A estos testimonios, desde el espacio exterior, se agrega el del papa Francisco sobre la Tierra como nuestra casa, en la encíclica Laudato si’.

Los astronautas y el Papa aportaron una nueva mirada; la que se puede tener desde una nave espacial y la que sigue a una lectura correcta de los textos bíblicos. “Debemos rechazar con fuerza que se deduzca un dominio absoluto del hombre sobre las criaturas. Los textos bíblicos en su contexto nos invitan a labrar y cuidar el jardín del mundo” (LS 67).

Esta casa común, este jardín que se debe cuidar, plantean a la humanidad unos severos desafíos que ya antes habían ocupado al Club de Roma en 1972 cuando propuso poner límites al crecimiento. 10 años después se conoció la Carta Mundial de la Naturaleza, que fue el punto de partida para la Carta de la Tierra, ratificada por la Unesco en marzo del 2000, en donde se enunció la idea que el Papa retomó en su encíclica: la interrelación de todo con todo, como resultado del destino común de la humanidad y de la Tierra.

Ese destino común explica el fenómeno reiteradamente anotado por Francisco: cuanto se hace a la creación afecta a los más pobres.

Al recoger las ideas con que las instituciones internacionales han reaccionado ante el problema ambiental, el Papa las ha enriquecido en humanidad y en perspectiva teológica. Así lo que se entendía como exigencia política o enfoque sociológico o preocupación científica o como ética ciudadana, en Francisco se convierte en un deber de conciencia para cuantos habitamos en la casa común.

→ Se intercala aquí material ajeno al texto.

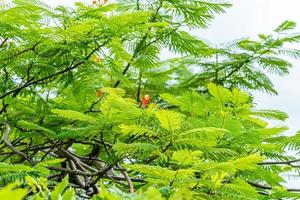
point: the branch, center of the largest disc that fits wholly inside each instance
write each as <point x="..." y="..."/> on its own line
<point x="7" y="142"/>
<point x="265" y="187"/>
<point x="18" y="89"/>
<point x="289" y="162"/>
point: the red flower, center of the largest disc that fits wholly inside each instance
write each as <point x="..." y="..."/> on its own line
<point x="99" y="93"/>
<point x="145" y="100"/>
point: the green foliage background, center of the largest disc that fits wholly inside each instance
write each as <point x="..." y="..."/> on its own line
<point x="74" y="126"/>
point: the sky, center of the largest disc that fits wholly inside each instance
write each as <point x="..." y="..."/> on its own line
<point x="247" y="18"/>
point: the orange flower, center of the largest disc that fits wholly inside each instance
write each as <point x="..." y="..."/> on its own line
<point x="99" y="93"/>
<point x="145" y="100"/>
<point x="98" y="59"/>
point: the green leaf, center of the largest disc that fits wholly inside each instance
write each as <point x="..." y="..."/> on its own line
<point x="57" y="193"/>
<point x="169" y="120"/>
<point x="285" y="26"/>
<point x="32" y="126"/>
<point x="74" y="115"/>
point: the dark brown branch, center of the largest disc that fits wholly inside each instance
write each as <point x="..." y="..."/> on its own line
<point x="265" y="187"/>
<point x="72" y="67"/>
<point x="7" y="142"/>
<point x="289" y="162"/>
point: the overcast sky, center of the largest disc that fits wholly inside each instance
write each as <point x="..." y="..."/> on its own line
<point x="247" y="18"/>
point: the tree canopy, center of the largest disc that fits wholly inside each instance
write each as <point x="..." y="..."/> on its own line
<point x="92" y="109"/>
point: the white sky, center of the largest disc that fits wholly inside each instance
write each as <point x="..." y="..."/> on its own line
<point x="249" y="18"/>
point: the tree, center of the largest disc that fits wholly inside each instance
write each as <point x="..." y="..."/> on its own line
<point x="90" y="110"/>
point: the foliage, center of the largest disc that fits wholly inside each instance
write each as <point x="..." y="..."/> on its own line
<point x="90" y="110"/>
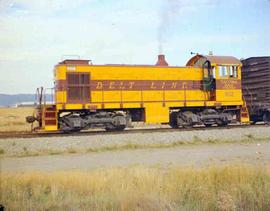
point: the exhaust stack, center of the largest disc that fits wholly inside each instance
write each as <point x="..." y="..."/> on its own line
<point x="161" y="61"/>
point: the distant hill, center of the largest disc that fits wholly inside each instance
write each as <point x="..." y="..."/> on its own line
<point x="9" y="100"/>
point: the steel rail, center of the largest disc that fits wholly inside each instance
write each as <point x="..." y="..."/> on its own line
<point x="6" y="135"/>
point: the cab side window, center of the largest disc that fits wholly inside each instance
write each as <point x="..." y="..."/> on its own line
<point x="223" y="71"/>
<point x="233" y="72"/>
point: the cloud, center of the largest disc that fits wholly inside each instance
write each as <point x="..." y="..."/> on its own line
<point x="40" y="6"/>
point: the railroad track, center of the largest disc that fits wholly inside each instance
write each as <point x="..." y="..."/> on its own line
<point x="5" y="135"/>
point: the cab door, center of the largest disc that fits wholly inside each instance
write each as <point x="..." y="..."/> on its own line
<point x="78" y="88"/>
<point x="209" y="83"/>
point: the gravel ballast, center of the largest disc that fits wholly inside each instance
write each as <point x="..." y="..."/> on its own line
<point x="77" y="144"/>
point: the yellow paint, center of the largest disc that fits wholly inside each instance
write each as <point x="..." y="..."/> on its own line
<point x="157" y="103"/>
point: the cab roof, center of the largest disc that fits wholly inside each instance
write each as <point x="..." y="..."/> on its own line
<point x="221" y="60"/>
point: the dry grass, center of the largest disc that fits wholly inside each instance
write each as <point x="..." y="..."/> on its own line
<point x="211" y="188"/>
<point x="13" y="119"/>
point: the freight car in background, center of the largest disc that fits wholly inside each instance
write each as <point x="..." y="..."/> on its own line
<point x="256" y="87"/>
<point x="206" y="91"/>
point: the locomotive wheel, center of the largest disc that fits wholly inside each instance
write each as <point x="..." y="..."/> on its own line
<point x="173" y="120"/>
<point x="266" y="118"/>
<point x="114" y="128"/>
<point x="221" y="123"/>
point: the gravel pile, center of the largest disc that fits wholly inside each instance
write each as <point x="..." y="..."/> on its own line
<point x="17" y="147"/>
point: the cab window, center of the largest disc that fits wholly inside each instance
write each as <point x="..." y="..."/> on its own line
<point x="223" y="71"/>
<point x="233" y="72"/>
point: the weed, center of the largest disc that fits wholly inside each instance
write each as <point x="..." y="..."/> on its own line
<point x="249" y="136"/>
<point x="2" y="151"/>
<point x="71" y="150"/>
<point x="230" y="187"/>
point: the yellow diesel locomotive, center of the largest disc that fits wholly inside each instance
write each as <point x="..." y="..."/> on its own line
<point x="206" y="91"/>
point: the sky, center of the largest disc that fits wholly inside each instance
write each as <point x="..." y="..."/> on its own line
<point x="37" y="34"/>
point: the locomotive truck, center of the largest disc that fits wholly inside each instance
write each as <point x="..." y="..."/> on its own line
<point x="207" y="91"/>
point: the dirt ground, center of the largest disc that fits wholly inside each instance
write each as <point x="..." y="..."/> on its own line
<point x="199" y="155"/>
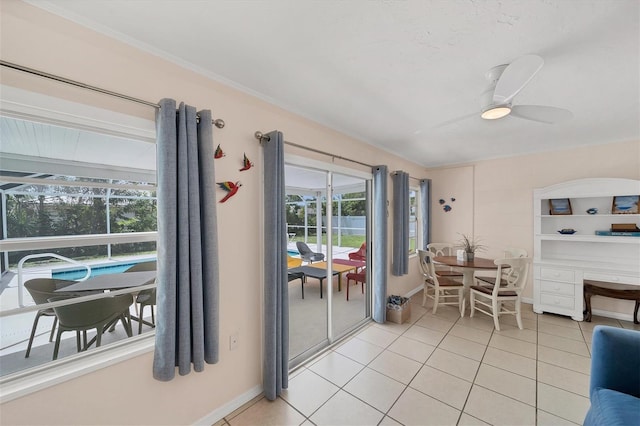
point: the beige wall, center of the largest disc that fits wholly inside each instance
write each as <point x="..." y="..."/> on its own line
<point x="126" y="393"/>
<point x="496" y="196"/>
<point x="493" y="200"/>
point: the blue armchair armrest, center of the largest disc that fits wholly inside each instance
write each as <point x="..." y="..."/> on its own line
<point x="614" y="389"/>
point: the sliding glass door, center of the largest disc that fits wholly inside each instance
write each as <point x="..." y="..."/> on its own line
<point x="327" y="214"/>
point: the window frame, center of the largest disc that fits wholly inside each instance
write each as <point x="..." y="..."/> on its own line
<point x="27" y="105"/>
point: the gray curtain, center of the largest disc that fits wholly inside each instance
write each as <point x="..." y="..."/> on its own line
<point x="425" y="209"/>
<point x="187" y="289"/>
<point x="379" y="255"/>
<point x="276" y="297"/>
<point x="400" y="261"/>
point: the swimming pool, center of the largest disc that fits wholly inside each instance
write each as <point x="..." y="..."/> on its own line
<point x="76" y="273"/>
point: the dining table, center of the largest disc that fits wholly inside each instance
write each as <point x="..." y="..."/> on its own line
<point x="107" y="282"/>
<point x="112" y="282"/>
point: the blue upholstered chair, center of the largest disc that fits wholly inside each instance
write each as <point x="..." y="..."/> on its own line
<point x="614" y="390"/>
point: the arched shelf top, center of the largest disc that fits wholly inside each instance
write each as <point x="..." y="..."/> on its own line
<point x="590" y="187"/>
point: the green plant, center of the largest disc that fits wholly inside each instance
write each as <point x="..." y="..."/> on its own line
<point x="470" y="244"/>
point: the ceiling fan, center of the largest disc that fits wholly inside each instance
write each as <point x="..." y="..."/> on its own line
<point x="505" y="82"/>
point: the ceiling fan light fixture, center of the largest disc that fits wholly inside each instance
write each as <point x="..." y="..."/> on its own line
<point x="495" y="112"/>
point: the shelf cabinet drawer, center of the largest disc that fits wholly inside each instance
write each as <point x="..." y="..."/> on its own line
<point x="611" y="278"/>
<point x="554" y="274"/>
<point x="557" y="301"/>
<point x="554" y="287"/>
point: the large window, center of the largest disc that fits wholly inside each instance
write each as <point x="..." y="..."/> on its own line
<point x="78" y="201"/>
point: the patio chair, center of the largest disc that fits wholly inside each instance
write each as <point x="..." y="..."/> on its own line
<point x="293" y="262"/>
<point x="361" y="254"/>
<point x="307" y="255"/>
<point x="358" y="277"/>
<point x="97" y="314"/>
<point x="41" y="289"/>
<point x="145" y="297"/>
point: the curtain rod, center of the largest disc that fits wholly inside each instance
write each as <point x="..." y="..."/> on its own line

La más elemental de las actitudes éticas, la del cuidado, la extiende a la relación del hombre, de todo humano, con la naturaleza. Al contrario de la práctica común que subordina esa relación al mayor provecho económico o a la conservación e intensificación del poder, el Papa señala la preservación del ambiente y el cuidado de los débiles como la actuación correcta. Más aún, el Papa exalta esas actitudes de cuidado como sagradas porque con ese servir y guardar a la naturaleza y a los débiles el hombre se parece a Dios.

Para los lectores de la encíclica ha sido motivo de sorpresa y de inspiración que tras ideas como las anteriores vengan las aplicaciones a la vida diaria. Según el Papa se trata de cambiar el estilo de vida que ha impuesto el culto al dinero y al consumo. Hay una responsabilidad social de los compradores, por ejemplo. Comprar es siempre un acto moral y no solo económico. Y explica el pontífice que el deterioro ambiental cuestiona comportamientos como ese de las compras. Comprar o no comprar, comprar esto y no aquello, comprar una determinada cantidad o no, son hechos que permiten “una presión sobre los que tienen poder político, económico y social” (LS 206).

Al servir y guardar la naturaleza y a los débiles, el hombre se parece a Dios

El ejemplo de esa presión demuestra la clase de acciones a que está abocada la conciencia humana: “cuando los consumidores logran que dejen de adquirirse determinados productos, modifican el comportamiento de las empresas y las obligan a considerar el impacto ambiental” (LS 206).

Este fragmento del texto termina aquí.